In 1972, Leland was elected to the Texas State Legislature from the 88th District of Houston. He served in the Texas House of Representatives until 1978. As a State Representative at the Texas State Capitol in Austin, Mickey became famous as the champion of health care rights for the poor. State Representative Leland was elected Vice Chairman of the Joint Committee on Prison Reform. His work included membership on the Labor, State Affairs, Human Resources committees, the Legislative Council and the Subcommittee on Occupational and Industrial Safety.

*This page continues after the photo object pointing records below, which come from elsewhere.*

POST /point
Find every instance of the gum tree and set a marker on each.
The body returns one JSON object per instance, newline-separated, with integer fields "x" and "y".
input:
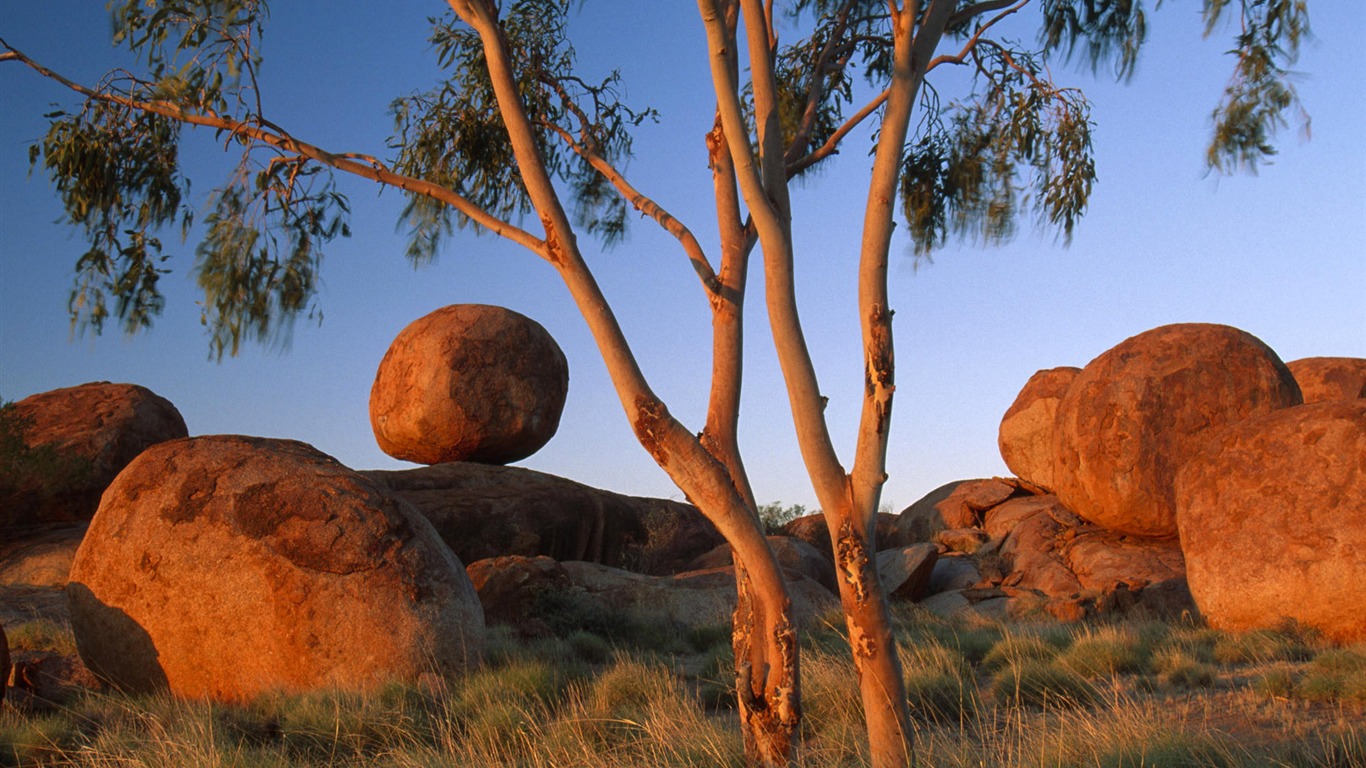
{"x": 514, "y": 133}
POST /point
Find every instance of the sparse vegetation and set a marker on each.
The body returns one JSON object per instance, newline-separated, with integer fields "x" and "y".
{"x": 981, "y": 694}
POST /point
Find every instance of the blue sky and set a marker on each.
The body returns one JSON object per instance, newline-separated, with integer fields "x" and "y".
{"x": 1280, "y": 254}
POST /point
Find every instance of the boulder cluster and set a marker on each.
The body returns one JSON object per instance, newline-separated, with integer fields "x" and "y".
{"x": 1179, "y": 472}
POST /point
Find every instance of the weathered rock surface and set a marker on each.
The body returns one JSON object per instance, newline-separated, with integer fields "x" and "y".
{"x": 954, "y": 506}
{"x": 693, "y": 599}
{"x": 224, "y": 567}
{"x": 1329, "y": 377}
{"x": 4, "y": 663}
{"x": 514, "y": 588}
{"x": 486, "y": 511}
{"x": 1135, "y": 414}
{"x": 75, "y": 440}
{"x": 40, "y": 555}
{"x": 1273, "y": 521}
{"x": 469, "y": 383}
{"x": 814, "y": 530}
{"x": 792, "y": 555}
{"x": 904, "y": 571}
{"x": 1026, "y": 433}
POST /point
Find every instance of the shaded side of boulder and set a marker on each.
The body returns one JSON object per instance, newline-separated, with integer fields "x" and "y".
{"x": 1273, "y": 521}
{"x": 687, "y": 600}
{"x": 59, "y": 450}
{"x": 224, "y": 567}
{"x": 1026, "y": 432}
{"x": 792, "y": 555}
{"x": 906, "y": 571}
{"x": 1329, "y": 377}
{"x": 1141, "y": 410}
{"x": 511, "y": 589}
{"x": 814, "y": 530}
{"x": 4, "y": 663}
{"x": 954, "y": 506}
{"x": 486, "y": 511}
{"x": 469, "y": 383}
{"x": 40, "y": 555}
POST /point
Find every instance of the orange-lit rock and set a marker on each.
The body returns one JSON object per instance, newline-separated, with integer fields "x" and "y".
{"x": 469, "y": 383}
{"x": 77, "y": 440}
{"x": 224, "y": 567}
{"x": 1273, "y": 521}
{"x": 488, "y": 511}
{"x": 1026, "y": 432}
{"x": 1138, "y": 412}
{"x": 1329, "y": 377}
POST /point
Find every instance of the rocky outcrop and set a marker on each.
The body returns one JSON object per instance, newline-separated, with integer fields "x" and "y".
{"x": 693, "y": 599}
{"x": 469, "y": 383}
{"x": 224, "y": 567}
{"x": 62, "y": 448}
{"x": 488, "y": 511}
{"x": 792, "y": 555}
{"x": 904, "y": 571}
{"x": 1026, "y": 432}
{"x": 4, "y": 664}
{"x": 512, "y": 591}
{"x": 1329, "y": 377}
{"x": 956, "y": 504}
{"x": 1272, "y": 518}
{"x": 1135, "y": 414}
{"x": 814, "y": 530}
{"x": 40, "y": 555}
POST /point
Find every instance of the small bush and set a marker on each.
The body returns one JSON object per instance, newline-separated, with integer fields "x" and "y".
{"x": 1033, "y": 682}
{"x": 1105, "y": 652}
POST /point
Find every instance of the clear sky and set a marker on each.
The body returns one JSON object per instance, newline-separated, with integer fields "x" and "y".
{"x": 1280, "y": 254}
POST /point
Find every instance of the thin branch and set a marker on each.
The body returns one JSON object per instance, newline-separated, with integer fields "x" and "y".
{"x": 269, "y": 134}
{"x": 977, "y": 37}
{"x": 648, "y": 207}
{"x": 832, "y": 145}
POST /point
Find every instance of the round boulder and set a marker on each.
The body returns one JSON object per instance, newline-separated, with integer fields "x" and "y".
{"x": 1138, "y": 412}
{"x": 1273, "y": 521}
{"x": 1026, "y": 433}
{"x": 226, "y": 567}
{"x": 1329, "y": 377}
{"x": 469, "y": 383}
{"x": 68, "y": 444}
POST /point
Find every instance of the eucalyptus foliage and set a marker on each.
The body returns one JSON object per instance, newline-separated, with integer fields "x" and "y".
{"x": 1015, "y": 145}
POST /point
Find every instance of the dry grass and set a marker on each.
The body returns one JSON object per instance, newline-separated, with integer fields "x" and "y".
{"x": 1103, "y": 696}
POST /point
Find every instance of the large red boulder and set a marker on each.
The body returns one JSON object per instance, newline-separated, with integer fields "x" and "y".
{"x": 1135, "y": 414}
{"x": 1273, "y": 521}
{"x": 1329, "y": 377}
{"x": 469, "y": 383}
{"x": 226, "y": 567}
{"x": 1026, "y": 432}
{"x": 489, "y": 511}
{"x": 62, "y": 448}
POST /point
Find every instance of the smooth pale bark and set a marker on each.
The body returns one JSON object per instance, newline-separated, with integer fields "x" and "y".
{"x": 765, "y": 640}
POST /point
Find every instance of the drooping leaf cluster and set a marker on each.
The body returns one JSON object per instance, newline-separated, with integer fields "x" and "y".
{"x": 1018, "y": 144}
{"x": 116, "y": 171}
{"x": 1260, "y": 93}
{"x": 454, "y": 134}
{"x": 115, "y": 164}
{"x": 260, "y": 258}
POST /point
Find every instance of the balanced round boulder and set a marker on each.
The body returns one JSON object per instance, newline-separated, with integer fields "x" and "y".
{"x": 226, "y": 567}
{"x": 1138, "y": 412}
{"x": 469, "y": 383}
{"x": 1329, "y": 377}
{"x": 1026, "y": 433}
{"x": 1273, "y": 521}
{"x": 71, "y": 443}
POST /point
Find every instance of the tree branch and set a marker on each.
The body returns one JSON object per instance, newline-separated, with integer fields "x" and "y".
{"x": 269, "y": 134}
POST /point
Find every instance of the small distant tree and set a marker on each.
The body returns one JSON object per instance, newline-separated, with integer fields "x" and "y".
{"x": 515, "y": 130}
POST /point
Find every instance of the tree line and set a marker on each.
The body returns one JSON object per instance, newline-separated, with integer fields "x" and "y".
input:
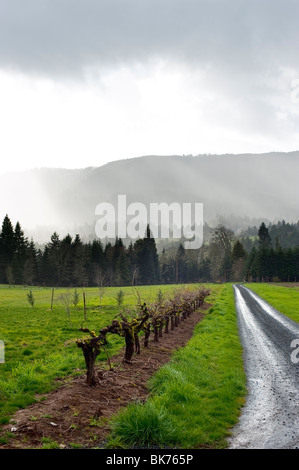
{"x": 70, "y": 262}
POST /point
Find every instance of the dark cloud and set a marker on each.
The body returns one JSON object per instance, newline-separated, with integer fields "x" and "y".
{"x": 62, "y": 37}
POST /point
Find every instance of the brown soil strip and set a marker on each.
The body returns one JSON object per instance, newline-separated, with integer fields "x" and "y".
{"x": 77, "y": 414}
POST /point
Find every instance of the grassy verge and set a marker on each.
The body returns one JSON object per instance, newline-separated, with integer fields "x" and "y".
{"x": 40, "y": 342}
{"x": 195, "y": 398}
{"x": 284, "y": 299}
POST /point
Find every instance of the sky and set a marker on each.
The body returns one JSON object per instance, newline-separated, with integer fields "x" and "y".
{"x": 86, "y": 82}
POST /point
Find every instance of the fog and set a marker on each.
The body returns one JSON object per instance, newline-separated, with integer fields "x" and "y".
{"x": 236, "y": 189}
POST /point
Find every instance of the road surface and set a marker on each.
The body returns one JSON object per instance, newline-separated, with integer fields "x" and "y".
{"x": 270, "y": 417}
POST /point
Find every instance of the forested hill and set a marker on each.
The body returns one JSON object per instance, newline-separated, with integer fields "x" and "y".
{"x": 261, "y": 186}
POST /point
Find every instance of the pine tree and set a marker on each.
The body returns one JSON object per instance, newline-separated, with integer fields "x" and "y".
{"x": 7, "y": 247}
{"x": 20, "y": 254}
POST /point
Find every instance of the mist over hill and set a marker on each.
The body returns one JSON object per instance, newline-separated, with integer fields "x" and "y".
{"x": 238, "y": 190}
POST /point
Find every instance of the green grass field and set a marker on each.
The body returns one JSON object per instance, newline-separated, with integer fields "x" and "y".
{"x": 40, "y": 343}
{"x": 196, "y": 398}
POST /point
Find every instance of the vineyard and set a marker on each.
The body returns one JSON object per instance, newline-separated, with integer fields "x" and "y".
{"x": 153, "y": 318}
{"x": 144, "y": 360}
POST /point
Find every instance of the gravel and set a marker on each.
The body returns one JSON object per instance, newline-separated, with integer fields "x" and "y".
{"x": 270, "y": 417}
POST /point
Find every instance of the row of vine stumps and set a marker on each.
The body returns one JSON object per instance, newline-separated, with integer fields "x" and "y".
{"x": 158, "y": 318}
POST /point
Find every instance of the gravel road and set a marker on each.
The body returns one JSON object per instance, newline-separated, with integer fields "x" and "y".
{"x": 270, "y": 417}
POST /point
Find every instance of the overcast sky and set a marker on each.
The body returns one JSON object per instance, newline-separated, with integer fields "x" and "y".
{"x": 85, "y": 82}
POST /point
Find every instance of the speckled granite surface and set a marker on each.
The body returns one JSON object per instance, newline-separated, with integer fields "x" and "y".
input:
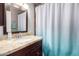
{"x": 9, "y": 46}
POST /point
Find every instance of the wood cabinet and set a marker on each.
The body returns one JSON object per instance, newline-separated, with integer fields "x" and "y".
{"x": 32, "y": 50}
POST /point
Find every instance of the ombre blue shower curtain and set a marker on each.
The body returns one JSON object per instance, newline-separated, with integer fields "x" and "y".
{"x": 58, "y": 24}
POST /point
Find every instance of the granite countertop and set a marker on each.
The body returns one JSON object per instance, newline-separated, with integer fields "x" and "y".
{"x": 8, "y": 46}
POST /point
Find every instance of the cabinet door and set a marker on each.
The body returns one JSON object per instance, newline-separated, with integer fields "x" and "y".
{"x": 1, "y": 14}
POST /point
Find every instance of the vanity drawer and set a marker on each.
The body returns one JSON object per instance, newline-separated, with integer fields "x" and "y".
{"x": 34, "y": 49}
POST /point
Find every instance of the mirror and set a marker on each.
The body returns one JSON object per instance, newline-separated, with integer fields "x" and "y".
{"x": 18, "y": 17}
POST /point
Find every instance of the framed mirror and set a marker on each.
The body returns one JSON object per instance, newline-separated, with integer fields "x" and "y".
{"x": 19, "y": 17}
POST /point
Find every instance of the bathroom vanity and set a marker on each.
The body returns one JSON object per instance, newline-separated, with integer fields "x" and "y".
{"x": 27, "y": 46}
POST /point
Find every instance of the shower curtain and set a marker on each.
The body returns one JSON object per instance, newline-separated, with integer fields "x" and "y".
{"x": 58, "y": 24}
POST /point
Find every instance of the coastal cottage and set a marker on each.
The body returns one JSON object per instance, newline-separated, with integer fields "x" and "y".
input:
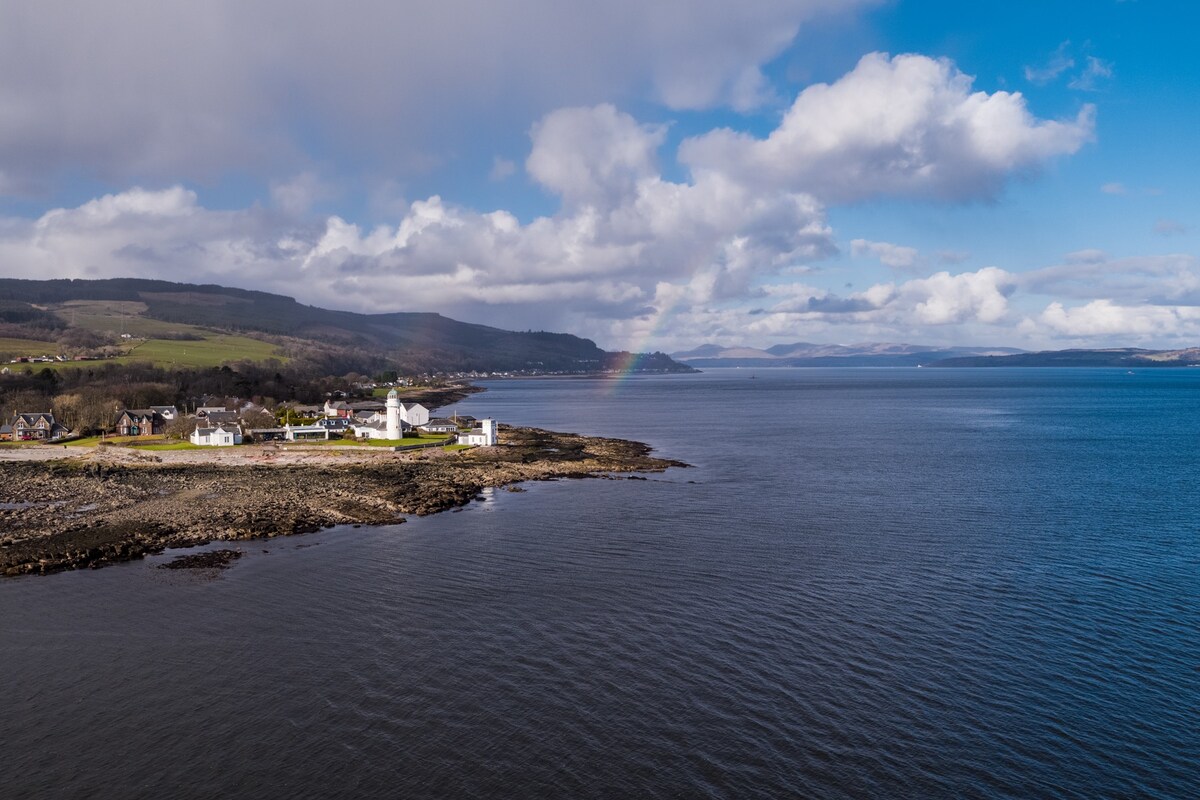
{"x": 39, "y": 426}
{"x": 413, "y": 413}
{"x": 305, "y": 432}
{"x": 391, "y": 427}
{"x": 485, "y": 435}
{"x": 217, "y": 437}
{"x": 337, "y": 408}
{"x": 439, "y": 425}
{"x": 335, "y": 423}
{"x": 139, "y": 422}
{"x": 213, "y": 419}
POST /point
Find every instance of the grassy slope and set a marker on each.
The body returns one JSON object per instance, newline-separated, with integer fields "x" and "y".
{"x": 27, "y": 347}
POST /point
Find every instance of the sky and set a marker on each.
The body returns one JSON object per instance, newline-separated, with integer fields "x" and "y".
{"x": 653, "y": 176}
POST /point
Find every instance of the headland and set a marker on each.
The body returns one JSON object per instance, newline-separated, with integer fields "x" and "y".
{"x": 85, "y": 507}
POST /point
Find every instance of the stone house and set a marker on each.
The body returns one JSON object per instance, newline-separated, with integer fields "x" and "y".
{"x": 39, "y": 426}
{"x": 139, "y": 422}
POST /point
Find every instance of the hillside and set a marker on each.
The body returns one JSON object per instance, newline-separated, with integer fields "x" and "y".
{"x": 175, "y": 323}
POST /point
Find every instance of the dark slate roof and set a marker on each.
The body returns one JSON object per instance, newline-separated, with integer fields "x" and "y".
{"x": 139, "y": 413}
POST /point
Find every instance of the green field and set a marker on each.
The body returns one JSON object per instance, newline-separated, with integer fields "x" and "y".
{"x": 15, "y": 348}
{"x": 120, "y": 317}
{"x": 213, "y": 352}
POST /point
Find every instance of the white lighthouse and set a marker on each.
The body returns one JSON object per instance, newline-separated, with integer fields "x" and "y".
{"x": 394, "y": 431}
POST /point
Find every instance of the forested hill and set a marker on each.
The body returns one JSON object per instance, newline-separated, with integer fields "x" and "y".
{"x": 415, "y": 341}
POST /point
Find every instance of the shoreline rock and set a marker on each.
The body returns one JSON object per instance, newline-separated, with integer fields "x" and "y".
{"x": 103, "y": 506}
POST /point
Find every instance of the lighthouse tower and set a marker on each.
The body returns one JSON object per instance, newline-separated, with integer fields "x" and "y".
{"x": 394, "y": 431}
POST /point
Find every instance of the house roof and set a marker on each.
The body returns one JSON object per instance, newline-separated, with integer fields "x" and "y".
{"x": 138, "y": 413}
{"x": 209, "y": 432}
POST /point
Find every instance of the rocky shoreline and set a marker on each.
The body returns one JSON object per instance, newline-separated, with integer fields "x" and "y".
{"x": 115, "y": 504}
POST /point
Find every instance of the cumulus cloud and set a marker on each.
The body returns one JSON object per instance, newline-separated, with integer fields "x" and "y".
{"x": 1103, "y": 318}
{"x": 941, "y": 299}
{"x": 907, "y": 125}
{"x": 593, "y": 156}
{"x": 1170, "y": 228}
{"x": 1092, "y": 275}
{"x": 894, "y": 256}
{"x": 130, "y": 90}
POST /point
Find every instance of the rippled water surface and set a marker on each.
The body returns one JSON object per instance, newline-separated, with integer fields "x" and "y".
{"x": 873, "y": 583}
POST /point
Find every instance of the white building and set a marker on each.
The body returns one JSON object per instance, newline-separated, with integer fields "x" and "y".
{"x": 485, "y": 435}
{"x": 413, "y": 413}
{"x": 394, "y": 415}
{"x": 390, "y": 425}
{"x": 217, "y": 437}
{"x": 166, "y": 411}
{"x": 305, "y": 432}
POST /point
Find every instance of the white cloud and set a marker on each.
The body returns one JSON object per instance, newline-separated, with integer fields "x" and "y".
{"x": 894, "y": 256}
{"x": 907, "y": 125}
{"x": 593, "y": 156}
{"x": 1103, "y": 318}
{"x": 1170, "y": 228}
{"x": 129, "y": 90}
{"x": 298, "y": 194}
{"x": 940, "y": 299}
{"x": 1092, "y": 275}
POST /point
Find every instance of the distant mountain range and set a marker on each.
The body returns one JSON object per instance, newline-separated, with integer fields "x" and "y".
{"x": 805, "y": 354}
{"x": 413, "y": 342}
{"x": 881, "y": 354}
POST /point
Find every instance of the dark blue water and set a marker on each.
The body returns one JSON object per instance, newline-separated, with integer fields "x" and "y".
{"x": 873, "y": 583}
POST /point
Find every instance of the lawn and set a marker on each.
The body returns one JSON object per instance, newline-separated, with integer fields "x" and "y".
{"x": 379, "y": 443}
{"x": 173, "y": 445}
{"x": 91, "y": 441}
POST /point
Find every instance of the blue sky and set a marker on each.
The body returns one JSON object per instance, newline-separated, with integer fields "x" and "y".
{"x": 754, "y": 173}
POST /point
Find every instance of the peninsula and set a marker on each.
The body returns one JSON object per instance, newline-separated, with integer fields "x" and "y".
{"x": 63, "y": 510}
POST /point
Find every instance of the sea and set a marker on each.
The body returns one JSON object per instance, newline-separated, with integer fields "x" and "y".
{"x": 870, "y": 583}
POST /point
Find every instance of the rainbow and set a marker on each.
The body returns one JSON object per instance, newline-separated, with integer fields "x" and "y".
{"x": 628, "y": 362}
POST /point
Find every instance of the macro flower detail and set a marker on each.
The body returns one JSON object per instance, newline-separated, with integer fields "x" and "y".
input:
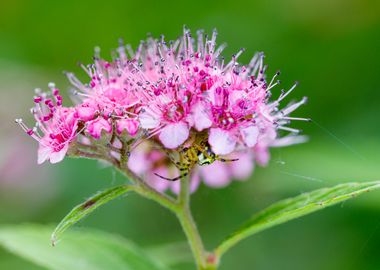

In 1978, he was elected to the United States Congress from the 18th Congressional District in Houston, Texas. His ability to reach out to others with innovative ideas and to gain support from unlikely sources was a key to his success in effectively addressing the problems of the poor and minorities. Leland began his Congressional career as Freshman Majority Whip for the 96th Congress in 1979-80 and served as Majority Whip At-Large during the 97th Congress. He was appointed At-Large Whip by the House leadership for the 100th Congress. While in the United States Congress he chaired the House Select Committee on Hunger and the Subcommittee on Postal Operations and Services. Leland was a member of the committee on Energy and Commerce, Health and Environment, Energy and Power, and Post Office and Civil Service. He also served as a member of Subcommittees on Telecommunications and Finance, Postal Operations and Services, Compensation and Employment.

Leland was a member of the Democratic National Committee  (DNC) from 1976-1985. In 1984, he led an eight-member House delegation to Ethiopia on a tour of famine-stricken areas. Between 1985-86, he served as Chairman of the Congressional Black Caucus for the 99th Congress. Also, he served as Chairman of the DNC’s Black Caucus in 1985, and in that capacity, served on the DNC’s Executive Committee.

In 1988, Leland was becoming increasingly active in international human rights and world hunger issues. He worked endlessly to solve the problems of domestic and international hunger and malnutrition. On August 7, 1989, Leland was leading another humanitarian mission when a plane carrying him, members of his Congressional staff, State Department officials, and Ethiopian nationals to a United Nations refugee camp in Ethiopia crashed in a mountainous region. There were no survivors.